ALPTEK

ODTÜ anıları biter mi?
Alptekin namı diğer Alptek Makina Bölümünden arkadaşım.
Tanıdığım için şanslı ve mutluyum diyebileceğim hayatımdaki ender insanlardan biri.
Yanında kendinizi neşeli mutlu hissedebileceğiniz bir dost.
...
Alptek ile tanışmam 2. yurdun kantininde oldu.
Bursa Anadolu Lisesinden gelmişlerdi üçü de; Alptek, Murat ve Tansel.
Levent, Süha ve Serdar ile birlikte oturuyorlardı.
Tam bir Bursalılar toplantısı gibi
Levent tanıştırmıştı hepimizle.
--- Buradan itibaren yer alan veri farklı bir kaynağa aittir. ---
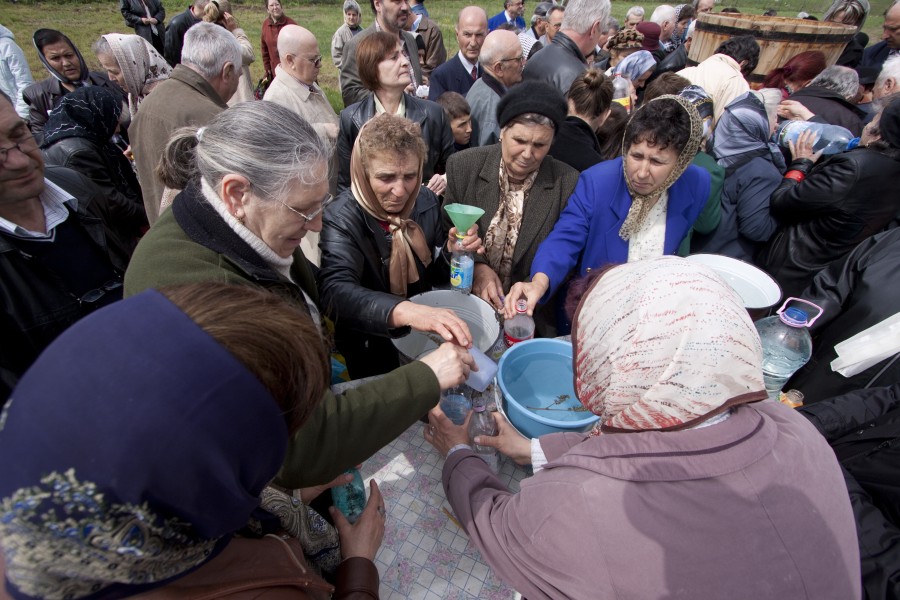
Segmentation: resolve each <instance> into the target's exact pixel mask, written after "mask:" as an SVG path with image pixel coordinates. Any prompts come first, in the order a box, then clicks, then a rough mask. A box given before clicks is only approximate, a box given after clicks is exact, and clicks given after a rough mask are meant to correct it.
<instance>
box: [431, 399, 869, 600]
mask: <svg viewBox="0 0 900 600" xmlns="http://www.w3.org/2000/svg"><path fill="white" fill-rule="evenodd" d="M541 446H542V448H543V450H544V452H545V454H546V455H547V458H548V459H549V460H550V462H549V463H548V464H547V466H546V467H545V468H544V469H543V470H542V471H540V472H538V473H537V474H536V475H535V476H534V477H532V478H530V479H526V480H524V481H523V482H522V486H521V491H520V492H519V493H518V494H512V493H510V491H509V490H508V489H507V488H506V487H505V486H504V485H503V484H502V483H501V482H500V480H499V479H497V477H496V476H495V475H494V474H493V473H491V471H490V469H489V468H488V467H487V465H486V464H485V463H484V462H483V461H482V460H481V459H480V458H478V457H477V456H475V454H474V453H472V452H471V451H469V450H462V451H458V452H455V453H453V454H452V455H451V456H450V457H449V458H448V459H447V461H446V463H445V464H444V473H443V481H444V489H445V491H446V493H447V498H448V499H449V501H450V504H451V506H452V507H453V510H454V512H455V513H456V515H457V517H458V518H459V521H460V523H462V524H463V526H464V527H465V528H466V531H467V533H468V534H469V537H470V538H471V539H472V541H474V542H475V544H476V546H477V547H478V549H479V551H480V552H481V554H482V556H484V558H485V560H486V561H487V562H488V564H490V566H491V568H492V569H493V570H494V572H495V573H496V574H497V575H498V576H499V577H500V578H501V579H502V580H504V581H505V582H506V583H508V584H509V585H511V586H512V587H514V588H515V589H516V590H517V591H519V592H521V593H522V594H523V595H524V596H525V597H527V598H528V599H529V600H539V599H541V598H595V599H602V598H617V599H624V598H641V599H652V598H730V599H734V600H737V599H742V598H746V599H748V600H750V599H759V598H791V599H792V600H797V599H801V598H809V599H816V600H826V599H832V598H833V599H834V600H852V599H858V598H860V595H861V583H860V567H859V549H858V545H857V539H856V525H855V522H854V519H853V513H852V512H851V508H850V500H849V497H848V495H847V489H846V486H845V485H844V482H843V477H842V476H841V470H840V467H839V466H838V463H837V460H836V459H835V457H834V454H833V452H832V451H831V449H830V448H829V447H828V444H827V442H826V441H825V440H824V438H822V436H821V435H819V433H818V432H817V431H816V430H815V428H813V427H812V426H811V425H810V424H809V423H808V422H807V421H806V419H804V418H803V417H802V416H800V415H799V414H797V413H795V412H794V411H793V410H792V409H789V408H787V407H786V406H784V405H781V404H775V403H773V402H768V401H766V402H760V403H756V404H750V405H742V406H739V407H737V408H736V409H735V410H734V412H733V413H732V414H731V416H730V417H729V418H728V419H727V420H726V421H724V422H722V423H719V424H716V425H712V426H709V427H705V428H702V429H691V430H686V431H675V432H655V431H650V432H641V433H618V434H604V435H601V436H599V437H592V438H585V437H584V436H582V435H580V434H571V433H569V434H553V435H549V436H545V437H542V438H541Z"/></svg>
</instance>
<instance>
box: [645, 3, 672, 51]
mask: <svg viewBox="0 0 900 600" xmlns="http://www.w3.org/2000/svg"><path fill="white" fill-rule="evenodd" d="M650 20H651V21H652V22H654V23H656V24H657V25H659V44H660V45H661V46H662V48H663V50H665V51H666V54H668V53H669V52H671V51H672V50H674V49H675V42H674V41H673V40H672V33H673V32H674V31H675V24H676V22H675V7H674V6H671V5H669V4H660V5H659V6H657V7H656V8H655V9H654V10H653V14H652V15H650Z"/></svg>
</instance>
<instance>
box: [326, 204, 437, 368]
mask: <svg viewBox="0 0 900 600" xmlns="http://www.w3.org/2000/svg"><path fill="white" fill-rule="evenodd" d="M409 218H410V219H411V220H413V221H415V222H416V223H418V225H419V227H421V228H422V233H423V234H424V235H425V241H426V243H427V244H428V247H429V248H430V249H433V250H434V249H437V248H443V247H444V246H445V245H446V243H445V242H446V239H447V234H446V232H445V231H444V230H443V226H442V224H441V213H440V203H439V202H438V199H437V197H436V196H435V195H434V194H433V193H432V192H431V190H429V189H428V188H426V187H424V186H422V187H420V188H419V196H418V198H417V199H416V205H415V207H414V208H413V211H412V213H411V214H410V216H409ZM319 248H320V249H321V251H322V260H321V266H320V267H319V273H318V275H317V281H318V288H319V294H320V296H321V299H322V303H321V306H322V309H323V310H324V311H325V314H327V315H328V316H329V317H330V318H331V320H332V321H333V322H334V324H335V330H336V335H335V341H336V342H337V346H338V349H339V350H340V351H341V353H342V354H343V355H344V357H345V358H346V359H347V368H348V370H349V371H350V374H351V376H352V377H353V378H354V379H357V378H359V377H367V376H369V375H376V374H380V373H386V372H387V371H389V370H391V369H393V368H396V367H397V365H398V358H397V351H396V349H395V348H394V346H393V344H392V343H391V341H390V338H391V337H400V336H402V335H406V334H407V333H409V327H399V328H390V327H388V317H389V316H390V314H391V311H392V310H394V307H396V306H397V305H398V304H400V303H401V302H403V301H404V300H405V299H406V298H408V297H411V296H414V295H416V294H419V293H422V292H427V291H429V290H431V289H432V287H433V286H436V285H441V284H446V283H447V282H448V281H449V279H450V265H449V263H448V262H447V259H446V257H445V256H444V253H443V252H440V253H433V254H432V256H433V259H432V261H431V264H430V265H429V266H428V267H427V268H426V267H425V266H424V265H423V264H422V263H421V262H419V260H418V259H416V266H417V268H418V271H419V281H417V282H416V283H413V284H410V285H409V287H408V288H407V293H406V296H395V295H393V294H391V291H390V290H391V286H390V274H389V266H390V259H391V243H390V241H389V240H388V238H387V236H386V234H385V232H384V230H383V229H382V228H381V226H380V225H379V224H378V221H377V220H376V219H375V218H374V217H372V216H371V215H369V214H368V213H366V212H364V211H363V209H362V208H361V207H360V206H359V203H357V201H356V199H355V198H354V197H353V194H352V193H351V192H350V191H349V190H347V191H345V192H344V193H343V194H341V196H340V197H339V198H338V199H337V201H335V203H334V204H333V205H331V206H329V207H328V208H327V209H326V211H325V217H324V226H323V228H322V234H321V237H320V238H319ZM435 254H437V255H436V256H435Z"/></svg>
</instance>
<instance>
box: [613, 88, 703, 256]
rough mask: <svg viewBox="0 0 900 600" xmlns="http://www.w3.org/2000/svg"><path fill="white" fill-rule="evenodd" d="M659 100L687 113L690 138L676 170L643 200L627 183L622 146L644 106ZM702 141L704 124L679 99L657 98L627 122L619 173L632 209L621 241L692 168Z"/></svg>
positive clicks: (623, 152) (684, 99) (620, 236)
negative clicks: (628, 129)
mask: <svg viewBox="0 0 900 600" xmlns="http://www.w3.org/2000/svg"><path fill="white" fill-rule="evenodd" d="M660 100H674V101H675V102H677V103H678V105H679V106H681V107H682V108H683V109H684V110H685V111H686V112H687V114H688V116H689V117H690V119H691V135H690V137H689V138H688V141H687V143H686V144H685V145H684V148H683V149H682V151H681V154H679V155H678V160H677V162H676V163H675V168H674V169H672V172H671V173H669V176H668V177H667V178H666V180H665V181H663V183H662V185H661V186H660V187H659V189H657V190H656V191H654V192H653V193H652V194H647V195H644V196H642V195H641V194H638V193H637V192H635V191H634V188H632V187H631V182H630V181H628V170H627V169H626V168H625V161H626V160H627V148H626V147H625V144H626V143H627V140H628V129H629V128H630V127H631V123H632V122H633V121H634V119H635V117H637V116H638V115H639V114H640V113H641V111H642V110H644V108H645V107H646V106H648V105H649V104H652V103H653V102H659V101H660ZM702 138H703V124H702V122H701V121H700V114H699V113H698V112H697V109H696V108H694V105H693V104H691V103H690V102H689V101H688V100H686V99H684V98H682V97H681V96H672V95H664V96H659V97H658V98H654V99H653V100H651V101H650V102H648V103H647V104H645V105H644V106H642V107H641V108H639V109H638V110H637V112H635V113H634V115H632V117H631V119H630V120H629V121H628V125H626V126H625V136H624V138H623V139H622V170H623V171H625V184H626V185H627V186H628V193H629V194H631V208H630V209H628V216H626V217H625V222H624V223H622V228H621V229H619V237H620V238H622V239H623V240H628V239H629V238H631V236H632V235H634V234H635V233H636V232H638V231H640V230H641V227H642V226H643V225H644V220H645V219H646V218H647V213H649V212H650V209H651V208H652V207H653V203H654V201H655V200H656V199H657V198H659V196H661V195H662V193H663V192H664V191H666V190H668V189H669V188H670V187H672V184H673V183H675V182H676V181H678V178H679V177H681V174H682V173H684V172H685V170H686V169H687V168H688V167H689V166H690V165H691V161H693V160H694V157H695V156H697V150H698V149H699V148H700V140H701V139H702Z"/></svg>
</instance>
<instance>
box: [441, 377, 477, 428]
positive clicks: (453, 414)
mask: <svg viewBox="0 0 900 600" xmlns="http://www.w3.org/2000/svg"><path fill="white" fill-rule="evenodd" d="M440 406H441V410H442V411H444V414H445V415H447V418H448V419H450V420H451V421H453V424H454V425H462V424H463V423H465V421H466V416H467V415H468V414H469V411H470V410H471V409H472V400H471V398H470V393H469V390H468V387H467V386H466V385H465V384H464V385H458V386H456V387H452V388H449V389H447V390H445V391H443V392H441V403H440Z"/></svg>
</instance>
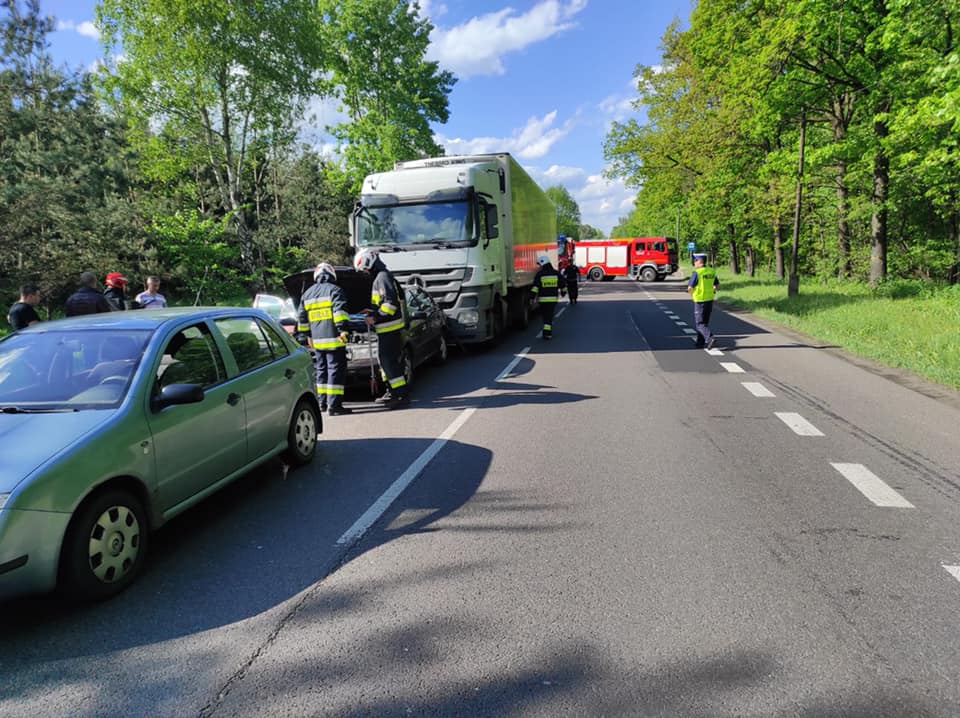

Murat ile aynı mahallede oturuyorlardı Bursada.
ODTÜ de onların birinci senesinin bizim ikinci senemizin ilk günleri idi.
Biz üniversitede onlar lisede hazırlık okumuşlardı.
Çayımızı içip konuşuyorduk
Sohbetin konusu ODTÜ ve yurtlar üzerine yoğunlaştığı bir anda
"HHHAAAAKKKK TTUUUUU" ve hemen peşinden "HHÜÜÜÜÜÜÜPPPPPPP" sesi duyuldu
Katindeki tüm gözler hemen bizim gurubun üzerinde yoğunlaştı.
Evet sesler Alptekinden çıkmıştı
Bu ufak tefek yüzünden gülücük eksik olmayan adamdan.
Yurtlar bölgesinin Alptek ile tanışmaları böyle olmuştu.
O gün anlamıştım Alptek, hayatımızda sevdiğimiz bir renk olacaktı.
...
U3 te yani okulun en büyük anfisinde ilk fizik dersimizdi.
Dersten kalan arkadaşlarla beraber sınıf mevcudumuz 300 kişiyi buluyordu.
Önümüzde zorlu bir dönem gözüküyordu.
Dersi veren öğretim görevlisinin ciddiyetini anlatmayan kalmamıştı.
O gün bölümdeki arkadaşların da Alptek ile tanışma zamanı gelmişti.
Elinde bir kova ile gelmişti
Birde ip.
Kısaca anlattı senaryoyu
Anfinin sağ ön tarafında aldık yerimizi
En ön sırada Alptek, önünde kova ve kovaya sarkıttığı ip.
Arkasında her sırada ikişer kişi bizler.
Erdoğan hoca karşı kapıdan göründü.
Bir taraftanda mikrofonu boynuna asmaya çalışıyor.
Kürsüye doğru ilerlerken "Günaydın" dedi ve
Kovaya ipini sarkıtmış Alptek ile gözgöze geldi
Şaşkın bir ses ile "Oğlum ne yapıyorsun?" diye sorma gafletinde bulundu.
Alptek gayet sakin "Balık tutuyorum."
Başını kovaya doğru uzatarak "Oğlum oradan balık çıkarmı?"
"Çıkmaz mı hocam?"
"Çıkmaz tabii"
Kovadan ipi çeken Alptekin "Arkadaşlar burada balık yokmuş." sözü ile
Hepimiz asıdık küreklere,
Biz kürek çeker gibi yaparken anfide sanırım kahkaha atmayan kalmamıştı.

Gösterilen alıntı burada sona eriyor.